Specifically, the group interview revealed the residents were not aware of where the State Agency phone numbers were posted in the facility.
Findings include:
I. Resident group interview
A resident group interview, which included four cognitively intact residents according to facility assessment, was conducted on 3/6/24 at 1:00 p.m. Resident #80, #92, #128 and #302 said they did not know where the State Agency and ombudsman information were posted in the facility. They said they had not been informed of this information during resident council meetings.
Resident #128 said he was not informed of how to make a formal complaint or how to contact the state agency.
II. Observations
Observations conducted throughout the facility on 3/5/24 at 3:00 p.m. revealed the facility failed to ensure the posting of names, addresses (mailing and email) and telephone numbers of pertinent state agencies, such as the state survey agency and the state licensure office, and adult protective services.
Observations conducted with the nursing home administrator (NHA) on 3/6/24 at 2:45 p.m. on the facility's four nursing units revealed the NHA was unable to locate the posting of names, addresses (mailing and email) and telephone numbers of pertinent State Agencies, such as the State Survey Agency and the State licensure office, and Adult Protective Services.
III. Record review
The nursing home administrator (NHA) provided an untitled audit dated January 2024. It documented:
A chart titled infection control documented the following: Check for notification signs to report complaints and recent survey results updated was marked as met.
-However, according to the observations, conducted during the survey process, showed the facility failed to post the State Agency contact information.

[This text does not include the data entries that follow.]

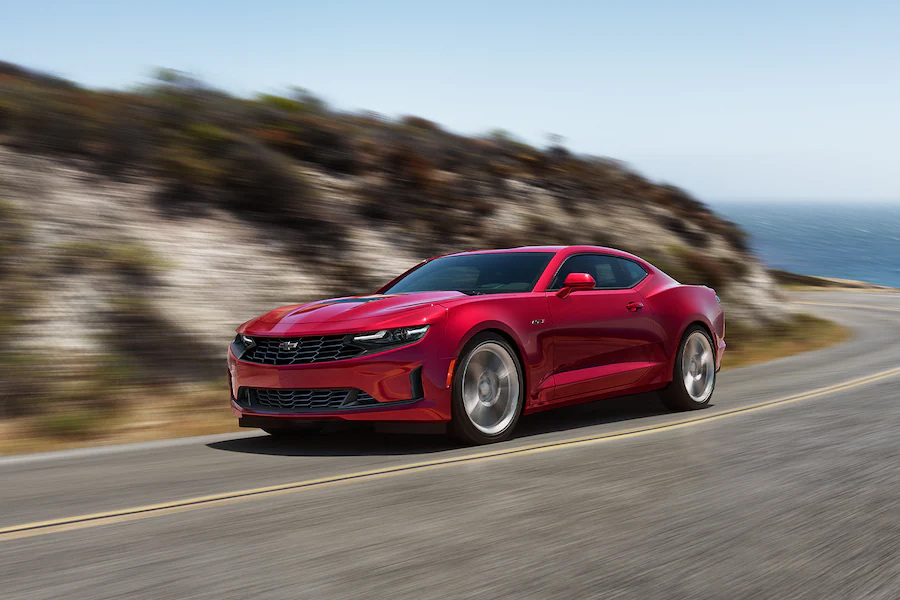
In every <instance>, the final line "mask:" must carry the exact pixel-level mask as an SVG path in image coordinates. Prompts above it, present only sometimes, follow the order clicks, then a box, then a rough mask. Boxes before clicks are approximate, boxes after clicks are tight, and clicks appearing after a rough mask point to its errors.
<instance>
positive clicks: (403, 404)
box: [228, 336, 451, 426]
mask: <svg viewBox="0 0 900 600" xmlns="http://www.w3.org/2000/svg"><path fill="white" fill-rule="evenodd" d="M429 341H430V340H428V338H427V336H426V338H425V339H423V340H422V341H421V342H418V343H416V344H412V345H410V346H406V347H401V348H396V349H393V350H387V351H384V352H379V353H377V354H372V355H368V356H361V357H359V358H351V359H345V360H337V361H330V362H322V363H313V364H304V365H277V366H276V365H263V364H257V363H250V362H246V361H242V360H239V359H237V358H236V357H235V355H234V353H233V352H232V351H231V350H230V349H229V351H228V382H229V389H230V390H231V410H232V412H233V413H234V414H235V415H236V416H237V417H238V418H239V419H241V420H242V424H244V423H246V424H247V425H248V426H257V425H254V424H253V423H260V422H265V423H270V422H276V421H275V420H277V422H279V423H284V424H285V425H288V421H291V422H294V423H299V422H306V421H357V422H365V421H372V422H444V421H449V420H450V389H449V388H448V387H447V386H446V382H447V372H448V370H449V369H450V363H451V361H450V359H439V358H437V356H438V354H439V353H438V352H437V348H436V347H434V346H433V345H432V344H431V343H428V342H429ZM248 388H262V389H270V390H273V389H274V390H292V389H343V388H355V389H358V390H360V391H362V392H365V393H366V394H368V395H369V396H371V397H372V398H374V400H375V401H377V403H376V404H373V405H370V406H364V407H351V408H340V409H326V410H308V409H307V410H302V411H297V412H294V411H291V410H289V409H288V410H285V409H272V408H266V407H260V406H248V402H246V401H245V398H246V390H247V389H248ZM239 399H240V400H239ZM262 417H264V418H265V419H261V418H262ZM245 419H246V420H245ZM285 420H287V421H285Z"/></svg>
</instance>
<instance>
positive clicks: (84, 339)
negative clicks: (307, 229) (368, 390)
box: [0, 147, 786, 378]
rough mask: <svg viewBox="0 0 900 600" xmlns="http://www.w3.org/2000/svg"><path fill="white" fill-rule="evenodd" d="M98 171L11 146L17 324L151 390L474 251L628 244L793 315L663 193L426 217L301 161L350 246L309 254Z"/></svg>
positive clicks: (735, 244) (545, 187)
mask: <svg viewBox="0 0 900 600" xmlns="http://www.w3.org/2000/svg"><path fill="white" fill-rule="evenodd" d="M88 166H89V165H84V164H80V163H79V162H77V161H75V162H73V161H71V160H70V161H63V160H59V159H54V158H47V157H40V156H36V155H33V154H25V153H22V152H20V151H17V150H13V149H10V148H8V147H0V198H2V199H3V200H4V202H5V206H6V207H7V210H9V211H12V212H11V213H9V214H11V215H15V224H14V225H12V223H13V218H12V217H9V216H8V217H7V218H6V219H5V226H7V227H12V226H14V227H15V228H16V229H17V230H18V231H20V232H22V238H21V239H20V240H19V242H18V243H17V245H16V246H15V247H14V248H8V249H6V250H5V251H6V252H7V257H6V260H7V261H8V260H13V261H14V262H16V263H17V264H18V265H19V267H20V268H19V270H18V271H16V272H17V273H19V277H22V274H27V277H28V278H29V280H30V281H28V282H27V288H28V291H29V294H28V301H27V302H25V303H23V304H22V305H21V312H22V314H21V322H20V323H19V325H18V326H19V327H21V330H20V331H27V332H28V334H27V335H21V337H20V339H22V340H23V343H24V344H26V345H28V346H30V347H32V349H40V350H41V352H42V354H44V355H48V353H49V354H56V355H58V356H67V357H70V358H71V357H72V356H81V355H84V356H92V355H97V354H98V353H114V352H124V353H133V358H135V359H136V360H138V361H139V362H141V364H142V365H144V366H147V367H149V370H148V372H149V373H150V375H148V377H151V378H152V377H153V376H154V375H153V373H154V366H155V368H157V370H158V373H159V374H163V373H165V376H166V377H173V376H180V375H183V376H185V377H198V376H201V375H203V376H206V375H209V376H218V375H219V373H218V371H221V355H222V353H223V352H224V348H225V347H226V345H227V342H228V340H229V339H230V338H231V336H232V335H233V331H234V327H235V326H237V325H238V324H240V323H241V322H243V321H245V320H247V319H249V318H251V317H253V316H254V315H256V314H258V313H261V312H264V311H266V310H268V309H270V308H272V307H274V306H277V305H280V304H289V303H295V302H299V301H303V300H310V299H314V298H321V297H328V296H332V295H336V294H350V293H367V292H370V291H372V290H373V289H375V288H376V287H377V286H378V285H379V284H380V283H382V282H384V281H387V280H389V279H390V278H392V277H393V276H395V275H397V274H399V273H401V272H402V271H404V270H405V269H407V268H408V267H409V266H411V265H414V264H415V263H417V262H418V261H420V260H422V259H423V258H427V257H428V256H431V255H433V254H436V253H441V252H449V251H454V250H463V249H471V248H481V247H498V246H510V245H524V244H543V243H564V244H581V243H585V244H602V245H609V246H613V247H622V248H625V249H627V250H629V251H632V252H634V253H636V254H639V255H641V256H644V257H645V258H647V259H649V260H651V262H654V263H655V264H658V265H659V266H660V267H661V268H663V269H664V270H667V271H668V272H670V273H671V274H672V275H673V276H674V277H675V278H676V279H680V280H682V281H684V282H690V283H707V284H709V285H711V286H713V287H715V288H716V289H717V290H718V291H719V292H720V294H721V295H722V296H723V297H724V298H725V299H726V304H727V313H728V318H729V320H739V321H744V322H748V323H760V322H763V321H769V320H773V319H779V318H781V317H783V316H784V311H785V310H786V309H785V308H784V305H783V303H782V302H781V301H780V300H779V298H778V291H777V288H776V286H775V284H774V282H773V280H772V279H771V277H770V276H769V275H768V273H767V272H766V271H765V270H764V269H763V268H762V267H761V266H760V264H759V263H758V262H757V261H756V260H755V259H754V258H753V256H751V255H750V254H749V252H748V251H747V250H746V249H744V248H743V247H742V245H741V243H740V242H741V239H740V237H736V236H739V234H738V233H736V232H735V230H733V229H732V228H733V226H731V225H729V224H727V223H725V222H723V221H720V220H718V219H717V218H716V217H715V215H713V214H712V213H710V212H709V211H708V210H707V209H706V208H705V207H703V206H702V205H700V204H699V203H694V202H693V201H689V200H688V201H686V202H688V204H679V203H677V202H674V201H672V202H668V203H667V202H665V201H663V202H660V201H658V199H659V194H662V193H668V194H670V195H673V197H674V198H676V199H677V198H681V196H678V194H677V193H676V192H675V191H673V190H672V188H658V187H651V188H648V191H649V193H650V194H654V193H655V194H657V196H656V201H654V200H653V198H648V199H647V201H646V202H643V203H635V202H634V200H633V198H622V197H620V196H615V195H610V196H608V197H606V198H598V199H591V200H587V199H581V200H578V199H575V200H573V199H572V198H569V197H567V191H566V190H565V189H562V190H552V189H547V187H546V186H541V185H536V184H535V182H533V181H524V180H522V179H518V178H515V177H509V178H504V179H502V181H501V186H502V189H497V187H496V185H497V184H496V182H494V183H493V186H494V187H493V188H492V187H490V186H486V185H483V186H481V185H476V186H475V187H474V188H473V191H472V194H473V195H474V196H473V198H470V199H469V200H470V201H472V200H477V201H478V202H479V203H481V204H483V205H484V206H483V207H482V208H480V209H479V212H477V213H476V212H475V211H474V210H472V209H471V208H469V207H466V208H461V207H458V206H447V207H444V208H442V209H441V210H443V211H445V212H444V214H442V213H441V212H440V211H437V212H436V209H434V208H433V207H429V209H428V211H426V213H425V216H423V215H421V214H419V211H418V207H417V206H416V202H415V199H409V200H408V201H404V202H392V201H390V199H386V196H384V195H379V194H388V193H389V192H388V191H385V187H386V184H385V182H384V181H379V180H378V178H376V177H372V176H348V175H337V174H335V173H333V172H329V171H327V170H326V169H324V168H322V167H321V166H317V165H312V164H307V163H298V164H296V165H295V166H294V167H293V168H294V169H295V170H296V175H297V176H298V177H302V180H303V181H304V182H305V183H304V184H305V185H306V186H308V187H309V188H310V189H311V190H312V191H313V192H312V193H311V196H312V197H314V198H315V206H314V207H313V209H314V210H315V211H316V213H317V214H318V216H317V218H318V219H320V220H321V223H324V224H326V225H327V224H329V223H330V224H332V225H333V226H334V227H335V231H338V232H339V233H340V236H341V237H342V239H341V242H340V243H339V244H338V243H334V244H329V243H328V242H327V240H326V241H325V242H323V241H321V238H316V239H317V240H318V242H317V243H318V245H317V246H311V245H310V244H309V243H305V242H304V243H298V240H297V239H296V238H298V237H299V238H304V237H305V236H307V234H308V232H307V231H305V230H304V229H303V228H300V229H296V228H285V227H282V226H280V225H279V224H278V223H277V222H271V221H260V220H254V219H252V218H244V217H242V216H239V215H236V214H235V213H234V212H233V211H229V210H225V209H221V208H216V207H209V206H207V207H203V208H202V209H197V210H172V209H171V207H169V206H166V205H163V204H161V203H160V202H159V197H160V193H161V191H162V190H163V189H164V187H165V185H166V182H165V181H163V180H161V179H158V178H154V177H152V176H146V175H142V176H135V177H131V178H129V179H128V180H127V181H121V180H116V179H112V178H109V177H106V176H102V175H97V174H96V173H94V172H93V171H92V170H91V169H90V168H88ZM622 173H623V177H624V176H629V175H628V174H627V173H625V172H624V171H622ZM434 176H436V177H442V178H444V179H445V180H452V179H453V178H455V177H458V176H457V175H455V174H453V173H449V172H437V173H435V174H434ZM373 190H374V191H375V192H374V193H373ZM376 201H377V202H381V203H382V206H380V207H376V208H381V209H382V210H381V211H380V212H379V211H375V210H373V207H372V203H373V202H376ZM434 219H446V220H449V221H450V222H451V223H452V227H453V230H452V231H450V232H446V233H445V232H442V230H441V227H442V226H444V224H438V225H437V226H436V224H435V222H434V221H433V220H434ZM736 240H737V242H738V243H736ZM300 241H301V242H303V240H302V239H301V240H300ZM6 283H14V282H9V281H7V282H6ZM19 283H22V282H19ZM176 347H177V349H178V350H177V352H176V355H183V357H184V360H185V361H186V363H187V365H188V366H186V367H185V368H184V369H183V373H181V372H180V371H179V369H177V368H176V369H175V370H174V371H173V370H172V364H173V362H172V361H171V357H172V356H173V354H172V352H173V348H176ZM179 374H180V375H179ZM160 376H162V375H160Z"/></svg>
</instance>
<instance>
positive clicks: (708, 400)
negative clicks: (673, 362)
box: [660, 325, 716, 411]
mask: <svg viewBox="0 0 900 600" xmlns="http://www.w3.org/2000/svg"><path fill="white" fill-rule="evenodd" d="M715 387H716V354H715V352H714V351H713V345H712V340H711V339H710V337H709V334H708V333H707V332H706V330H705V329H703V328H702V327H700V326H699V325H694V326H692V327H690V328H688V330H687V331H686V332H685V334H684V337H683V338H682V339H681V345H680V346H679V347H678V353H677V354H676V355H675V369H674V372H673V373H672V382H671V383H670V384H669V386H668V387H667V388H666V389H665V390H663V391H662V393H661V394H660V399H661V400H662V403H663V404H664V405H665V406H666V408H668V409H669V410H678V411H681V410H696V409H698V408H703V407H704V406H708V405H709V401H710V399H711V398H712V393H713V390H714V389H715Z"/></svg>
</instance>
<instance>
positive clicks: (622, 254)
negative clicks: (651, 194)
mask: <svg viewBox="0 0 900 600" xmlns="http://www.w3.org/2000/svg"><path fill="white" fill-rule="evenodd" d="M513 252H553V253H554V254H556V253H559V252H564V253H565V254H567V255H568V254H580V253H583V252H602V253H604V254H612V255H615V256H624V257H627V258H638V257H635V256H634V255H633V254H629V253H628V252H624V251H622V250H616V249H615V248H606V247H605V246H519V247H517V248H497V249H492V250H466V251H465V252H454V253H453V254H447V255H445V256H461V255H465V254H506V253H513ZM435 258H439V257H435Z"/></svg>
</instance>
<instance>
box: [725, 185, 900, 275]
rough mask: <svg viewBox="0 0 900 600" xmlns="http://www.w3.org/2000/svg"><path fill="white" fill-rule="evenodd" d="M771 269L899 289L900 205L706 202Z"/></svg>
mask: <svg viewBox="0 0 900 600" xmlns="http://www.w3.org/2000/svg"><path fill="white" fill-rule="evenodd" d="M709 205H710V207H711V208H712V209H713V210H715V211H716V212H717V213H719V214H720V215H722V216H723V217H725V218H726V219H729V220H731V221H734V222H735V223H737V224H738V225H740V226H741V228H742V229H744V230H745V231H747V232H748V233H749V234H750V244H751V246H752V247H753V249H754V251H755V252H756V254H757V256H759V257H760V258H762V260H763V261H764V262H765V264H766V265H768V266H769V267H772V268H776V269H783V270H785V271H792V272H794V273H803V274H804V275H819V276H822V277H840V278H843V279H859V280H861V281H868V282H871V283H879V284H882V285H889V286H892V287H900V201H898V202H894V203H888V202H884V203H870V202H846V203H842V204H838V203H814V202H796V201H794V202H790V201H784V202H777V201H774V200H765V201H752V202H751V201H741V202H734V201H729V202H709Z"/></svg>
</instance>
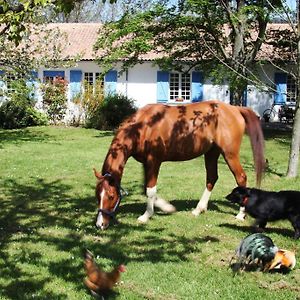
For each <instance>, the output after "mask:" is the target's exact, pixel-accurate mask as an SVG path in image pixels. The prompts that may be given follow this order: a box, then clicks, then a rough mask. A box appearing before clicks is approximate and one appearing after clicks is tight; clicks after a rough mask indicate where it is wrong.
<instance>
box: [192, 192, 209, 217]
mask: <svg viewBox="0 0 300 300" xmlns="http://www.w3.org/2000/svg"><path fill="white" fill-rule="evenodd" d="M210 195H211V191H209V190H208V189H207V188H205V190H204V192H203V194H202V197H201V199H200V201H199V202H198V204H197V206H196V208H195V209H194V210H193V211H192V214H193V215H194V216H196V217H198V216H199V214H200V213H201V212H205V211H207V205H208V200H209V198H210Z"/></svg>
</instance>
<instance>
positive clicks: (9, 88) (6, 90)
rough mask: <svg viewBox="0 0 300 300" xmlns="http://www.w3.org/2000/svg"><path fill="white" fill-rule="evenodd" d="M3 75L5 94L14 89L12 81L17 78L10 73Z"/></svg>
mask: <svg viewBox="0 0 300 300" xmlns="http://www.w3.org/2000/svg"><path fill="white" fill-rule="evenodd" d="M5 77H6V92H7V94H11V93H13V92H14V91H15V88H14V81H15V80H16V79H17V77H16V76H15V75H13V74H10V73H7V74H6V76H5Z"/></svg>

-The audit did not provide any additional information regarding where the notification signs were posted and verified as present.
IV. Staff interviews
The NHA was interviewed on 3/6/24 at 2:30 p.m. The NHA said the facility did not have postings regarding information of pertinent State Agencies. He said there had been a posting in the past, but it must have been removed.
The NHA said a corporate clinical consultant was tasked with performing a quarterly audit to verify the required information was posted, however he was unable to locate the postings.
V. Facility follow-up
On 3/6/24 at 3:20 p.m, during the survey process, the NHA provided a copy of a list of names, addresses (mailing and email) telephone numbers of all pertinent State Agencies and advocacy groups. Observations conducted on 3/6/24 at 4:00 p.m. revealed the list was posted in the four units of the facility, after it was brought to the attention of the NHA.